Et pour la connexion, as-tu bien arrêté le démon vsftpd ? 

ton fichiers hosts est-il bien renseigné ? 

ton interface réseau lo est-elle active ?

Le fichier de config par défaut n'est-il pas vsftpd.conf ?

----------

## tooshort

Aprés quelques heures de tatonnement j'arrive maintenant à me connecter au ftp depuis le serveur mais toujours pas via mon client.

Pour répondre à tes questions :

A chaque modif je redemarre xinetd

Le host foncitonne correctement

L'interface reseau est active

le fichier de conf vsftpd est bien vsftpd.conf (erreur de frappe dans mon précedent post).

Lorsuqe que j'essaie de me connecter via filezilla le message que j'ai dans les logs est le suivant :

Tue Mar 18 18:22:21 2008 [pid 8518] CONNECT: Client "82.243.151.123"

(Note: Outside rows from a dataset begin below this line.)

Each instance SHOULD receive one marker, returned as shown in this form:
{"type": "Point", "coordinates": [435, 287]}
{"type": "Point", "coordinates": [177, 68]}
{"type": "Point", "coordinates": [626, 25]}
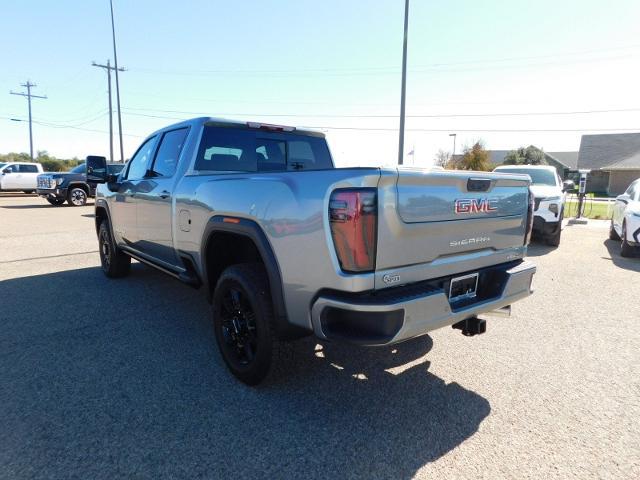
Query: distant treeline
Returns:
{"type": "Point", "coordinates": [49, 163]}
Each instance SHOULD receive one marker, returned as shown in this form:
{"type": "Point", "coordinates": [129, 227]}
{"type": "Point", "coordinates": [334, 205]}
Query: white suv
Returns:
{"type": "Point", "coordinates": [549, 196]}
{"type": "Point", "coordinates": [625, 222]}
{"type": "Point", "coordinates": [19, 176]}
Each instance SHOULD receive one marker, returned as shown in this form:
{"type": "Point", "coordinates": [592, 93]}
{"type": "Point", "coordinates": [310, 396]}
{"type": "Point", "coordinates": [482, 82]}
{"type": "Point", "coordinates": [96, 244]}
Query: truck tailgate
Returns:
{"type": "Point", "coordinates": [436, 223]}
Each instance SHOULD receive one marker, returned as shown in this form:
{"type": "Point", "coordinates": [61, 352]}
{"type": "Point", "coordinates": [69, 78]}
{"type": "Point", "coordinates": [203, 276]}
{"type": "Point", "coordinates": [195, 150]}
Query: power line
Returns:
{"type": "Point", "coordinates": [470, 130]}
{"type": "Point", "coordinates": [448, 115]}
{"type": "Point", "coordinates": [29, 96]}
{"type": "Point", "coordinates": [53, 125]}
{"type": "Point", "coordinates": [393, 69]}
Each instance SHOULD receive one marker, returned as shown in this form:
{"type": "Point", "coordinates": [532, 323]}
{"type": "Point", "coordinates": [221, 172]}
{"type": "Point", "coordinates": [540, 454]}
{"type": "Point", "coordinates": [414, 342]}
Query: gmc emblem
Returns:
{"type": "Point", "coordinates": [475, 205]}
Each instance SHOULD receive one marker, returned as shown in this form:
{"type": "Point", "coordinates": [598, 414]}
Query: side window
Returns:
{"type": "Point", "coordinates": [138, 164]}
{"type": "Point", "coordinates": [227, 149]}
{"type": "Point", "coordinates": [28, 169]}
{"type": "Point", "coordinates": [166, 160]}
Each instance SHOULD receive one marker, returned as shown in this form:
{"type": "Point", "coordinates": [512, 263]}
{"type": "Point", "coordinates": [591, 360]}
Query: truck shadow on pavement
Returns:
{"type": "Point", "coordinates": [105, 379]}
{"type": "Point", "coordinates": [613, 247]}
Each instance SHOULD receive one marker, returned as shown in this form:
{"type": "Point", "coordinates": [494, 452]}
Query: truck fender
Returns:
{"type": "Point", "coordinates": [251, 230]}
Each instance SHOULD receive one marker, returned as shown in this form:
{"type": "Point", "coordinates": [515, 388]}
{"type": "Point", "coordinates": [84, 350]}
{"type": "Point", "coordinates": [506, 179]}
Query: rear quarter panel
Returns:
{"type": "Point", "coordinates": [291, 209]}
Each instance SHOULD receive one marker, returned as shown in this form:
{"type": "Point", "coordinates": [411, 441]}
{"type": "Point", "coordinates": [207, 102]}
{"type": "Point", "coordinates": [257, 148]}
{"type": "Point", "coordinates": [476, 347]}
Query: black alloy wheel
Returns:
{"type": "Point", "coordinates": [243, 322]}
{"type": "Point", "coordinates": [77, 197]}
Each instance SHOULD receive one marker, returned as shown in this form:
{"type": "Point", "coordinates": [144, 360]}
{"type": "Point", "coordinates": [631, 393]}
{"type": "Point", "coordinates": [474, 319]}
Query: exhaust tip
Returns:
{"type": "Point", "coordinates": [471, 326]}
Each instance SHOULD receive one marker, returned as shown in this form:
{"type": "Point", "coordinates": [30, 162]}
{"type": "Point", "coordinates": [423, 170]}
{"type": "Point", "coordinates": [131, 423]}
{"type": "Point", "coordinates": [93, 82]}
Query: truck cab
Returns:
{"type": "Point", "coordinates": [19, 176]}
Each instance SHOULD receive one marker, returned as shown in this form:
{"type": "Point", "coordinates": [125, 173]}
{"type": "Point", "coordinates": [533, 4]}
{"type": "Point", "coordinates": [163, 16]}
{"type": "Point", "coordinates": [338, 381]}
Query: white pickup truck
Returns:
{"type": "Point", "coordinates": [19, 176]}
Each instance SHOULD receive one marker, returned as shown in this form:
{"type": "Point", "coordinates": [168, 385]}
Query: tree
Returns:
{"type": "Point", "coordinates": [442, 158]}
{"type": "Point", "coordinates": [525, 156]}
{"type": "Point", "coordinates": [475, 158]}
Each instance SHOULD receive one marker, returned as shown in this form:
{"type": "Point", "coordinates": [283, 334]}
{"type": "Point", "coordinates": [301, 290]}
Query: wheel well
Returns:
{"type": "Point", "coordinates": [225, 249]}
{"type": "Point", "coordinates": [83, 186]}
{"type": "Point", "coordinates": [101, 216]}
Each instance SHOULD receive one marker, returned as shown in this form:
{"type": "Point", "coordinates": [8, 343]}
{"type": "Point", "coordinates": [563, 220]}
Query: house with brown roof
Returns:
{"type": "Point", "coordinates": [612, 159]}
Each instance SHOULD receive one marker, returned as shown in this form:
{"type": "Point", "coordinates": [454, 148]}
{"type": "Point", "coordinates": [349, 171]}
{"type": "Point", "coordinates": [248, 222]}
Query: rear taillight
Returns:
{"type": "Point", "coordinates": [529, 226]}
{"type": "Point", "coordinates": [353, 218]}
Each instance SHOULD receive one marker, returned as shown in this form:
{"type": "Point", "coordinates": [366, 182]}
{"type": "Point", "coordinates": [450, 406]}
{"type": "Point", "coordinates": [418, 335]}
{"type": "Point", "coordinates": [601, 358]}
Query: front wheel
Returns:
{"type": "Point", "coordinates": [243, 322]}
{"type": "Point", "coordinates": [77, 197]}
{"type": "Point", "coordinates": [613, 235]}
{"type": "Point", "coordinates": [115, 263]}
{"type": "Point", "coordinates": [55, 201]}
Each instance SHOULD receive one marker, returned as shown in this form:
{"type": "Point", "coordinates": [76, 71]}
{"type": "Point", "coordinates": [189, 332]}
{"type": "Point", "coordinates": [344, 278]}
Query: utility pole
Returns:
{"type": "Point", "coordinates": [108, 68]}
{"type": "Point", "coordinates": [404, 82]}
{"type": "Point", "coordinates": [29, 95]}
{"type": "Point", "coordinates": [454, 135]}
{"type": "Point", "coordinates": [115, 61]}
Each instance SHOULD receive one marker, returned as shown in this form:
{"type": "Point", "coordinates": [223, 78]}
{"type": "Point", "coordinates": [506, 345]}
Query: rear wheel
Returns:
{"type": "Point", "coordinates": [115, 263]}
{"type": "Point", "coordinates": [77, 197]}
{"type": "Point", "coordinates": [626, 250]}
{"type": "Point", "coordinates": [243, 322]}
{"type": "Point", "coordinates": [55, 201]}
{"type": "Point", "coordinates": [613, 235]}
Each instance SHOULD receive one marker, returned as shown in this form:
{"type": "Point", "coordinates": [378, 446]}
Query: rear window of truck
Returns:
{"type": "Point", "coordinates": [246, 150]}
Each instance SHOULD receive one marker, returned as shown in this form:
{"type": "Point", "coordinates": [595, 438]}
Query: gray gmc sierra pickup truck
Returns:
{"type": "Point", "coordinates": [286, 245]}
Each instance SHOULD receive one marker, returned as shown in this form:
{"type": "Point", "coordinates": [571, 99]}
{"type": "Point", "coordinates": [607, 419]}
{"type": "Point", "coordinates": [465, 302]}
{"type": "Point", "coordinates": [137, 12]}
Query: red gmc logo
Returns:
{"type": "Point", "coordinates": [476, 205]}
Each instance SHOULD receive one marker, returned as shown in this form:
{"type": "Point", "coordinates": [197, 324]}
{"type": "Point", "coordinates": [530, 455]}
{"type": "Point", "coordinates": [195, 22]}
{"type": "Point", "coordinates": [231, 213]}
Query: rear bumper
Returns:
{"type": "Point", "coordinates": [396, 314]}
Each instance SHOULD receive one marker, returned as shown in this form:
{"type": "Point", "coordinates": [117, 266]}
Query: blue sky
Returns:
{"type": "Point", "coordinates": [334, 65]}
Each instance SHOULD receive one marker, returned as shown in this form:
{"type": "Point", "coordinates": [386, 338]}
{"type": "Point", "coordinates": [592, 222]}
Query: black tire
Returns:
{"type": "Point", "coordinates": [613, 235]}
{"type": "Point", "coordinates": [115, 263]}
{"type": "Point", "coordinates": [626, 250]}
{"type": "Point", "coordinates": [77, 197]}
{"type": "Point", "coordinates": [56, 202]}
{"type": "Point", "coordinates": [243, 322]}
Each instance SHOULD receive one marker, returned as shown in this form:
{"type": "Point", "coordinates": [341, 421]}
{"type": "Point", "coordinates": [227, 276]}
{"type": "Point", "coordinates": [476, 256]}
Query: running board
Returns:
{"type": "Point", "coordinates": [186, 276]}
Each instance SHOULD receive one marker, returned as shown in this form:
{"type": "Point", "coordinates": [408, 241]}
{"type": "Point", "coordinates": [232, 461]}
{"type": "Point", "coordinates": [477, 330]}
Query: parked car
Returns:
{"type": "Point", "coordinates": [625, 222]}
{"type": "Point", "coordinates": [71, 186]}
{"type": "Point", "coordinates": [286, 245]}
{"type": "Point", "coordinates": [549, 196]}
{"type": "Point", "coordinates": [19, 176]}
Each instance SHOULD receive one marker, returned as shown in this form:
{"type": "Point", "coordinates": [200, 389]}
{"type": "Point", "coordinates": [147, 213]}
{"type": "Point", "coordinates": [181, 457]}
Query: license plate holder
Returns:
{"type": "Point", "coordinates": [464, 287]}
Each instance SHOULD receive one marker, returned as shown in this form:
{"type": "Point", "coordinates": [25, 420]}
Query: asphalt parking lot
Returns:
{"type": "Point", "coordinates": [121, 379]}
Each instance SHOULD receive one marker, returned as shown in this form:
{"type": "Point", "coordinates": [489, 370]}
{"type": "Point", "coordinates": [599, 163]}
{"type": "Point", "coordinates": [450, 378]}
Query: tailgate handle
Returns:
{"type": "Point", "coordinates": [478, 184]}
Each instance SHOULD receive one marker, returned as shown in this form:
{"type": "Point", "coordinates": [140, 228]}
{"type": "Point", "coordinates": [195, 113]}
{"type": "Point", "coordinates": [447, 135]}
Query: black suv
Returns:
{"type": "Point", "coordinates": [71, 186]}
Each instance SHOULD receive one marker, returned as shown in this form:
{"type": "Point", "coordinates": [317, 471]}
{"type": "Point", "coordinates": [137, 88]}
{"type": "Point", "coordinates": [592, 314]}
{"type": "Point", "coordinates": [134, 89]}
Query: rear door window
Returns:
{"type": "Point", "coordinates": [168, 154]}
{"type": "Point", "coordinates": [138, 165]}
{"type": "Point", "coordinates": [247, 150]}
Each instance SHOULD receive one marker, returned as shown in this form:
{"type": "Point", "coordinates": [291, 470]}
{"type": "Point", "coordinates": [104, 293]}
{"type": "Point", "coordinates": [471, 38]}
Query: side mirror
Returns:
{"type": "Point", "coordinates": [568, 185]}
{"type": "Point", "coordinates": [97, 169]}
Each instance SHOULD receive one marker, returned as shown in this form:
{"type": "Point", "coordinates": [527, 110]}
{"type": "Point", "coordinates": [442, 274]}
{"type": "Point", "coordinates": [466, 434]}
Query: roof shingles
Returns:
{"type": "Point", "coordinates": [610, 151]}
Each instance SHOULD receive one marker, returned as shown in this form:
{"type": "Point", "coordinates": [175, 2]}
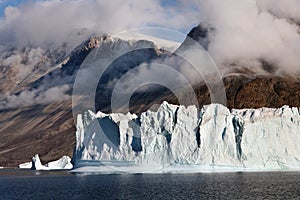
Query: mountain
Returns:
{"type": "Point", "coordinates": [36, 106]}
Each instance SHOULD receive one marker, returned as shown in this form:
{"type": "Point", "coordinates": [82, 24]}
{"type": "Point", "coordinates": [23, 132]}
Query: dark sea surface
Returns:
{"type": "Point", "coordinates": [27, 184]}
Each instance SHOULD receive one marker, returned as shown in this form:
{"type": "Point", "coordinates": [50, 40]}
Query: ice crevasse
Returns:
{"type": "Point", "coordinates": [174, 136]}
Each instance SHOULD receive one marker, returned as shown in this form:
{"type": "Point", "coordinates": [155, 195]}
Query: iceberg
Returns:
{"type": "Point", "coordinates": [183, 139]}
{"type": "Point", "coordinates": [62, 163]}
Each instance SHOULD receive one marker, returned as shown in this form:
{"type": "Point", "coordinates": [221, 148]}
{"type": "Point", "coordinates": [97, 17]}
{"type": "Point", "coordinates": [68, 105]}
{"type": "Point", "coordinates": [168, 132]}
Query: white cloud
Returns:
{"type": "Point", "coordinates": [250, 30]}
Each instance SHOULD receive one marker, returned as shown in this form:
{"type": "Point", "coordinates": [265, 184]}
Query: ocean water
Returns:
{"type": "Point", "coordinates": [27, 184]}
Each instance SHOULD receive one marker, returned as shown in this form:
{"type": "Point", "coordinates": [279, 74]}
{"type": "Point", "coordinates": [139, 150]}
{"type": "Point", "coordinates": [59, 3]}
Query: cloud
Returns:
{"type": "Point", "coordinates": [251, 30]}
{"type": "Point", "coordinates": [42, 23]}
{"type": "Point", "coordinates": [29, 98]}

Tue Mar 18 18:22:21 2008 [pid 8518] FTP response: Client "82.243.151.123", "220 (vsFTPd 2.0.5)"

sur mon client j'ai :

Délai d'attente expiré

Connexion au serveur impossible

----------

## loopx

tu as un firewall ? essaie en le désactivant

ton client, il se connecte en actif ou passif ? essaye en passif

----------

## tooshort

je n'ai pas encore installé de firewall sur ce serveur.

J'ai testé en actif en passif et par defau mais ca change rien.

----------

## tooshort

Le pire dans tout ca c'est que quand je me mets dans une fenetre CMD (DOS) et que je tape 

ftp adresse_ip_machine

ca fonctionne....

C'est vraiment le client filezilla qui fonctionne pas

----------

## loopx

faut testé en désactivant le firewall coté SERVEUR et CLIENT   :Wink: 

change le mode de connexion!  C'est trop probablement là que se situe ton problème ...

C'est marrant comme tout le monde à des problèmes au début avec les ftp   :Laughing: 

----------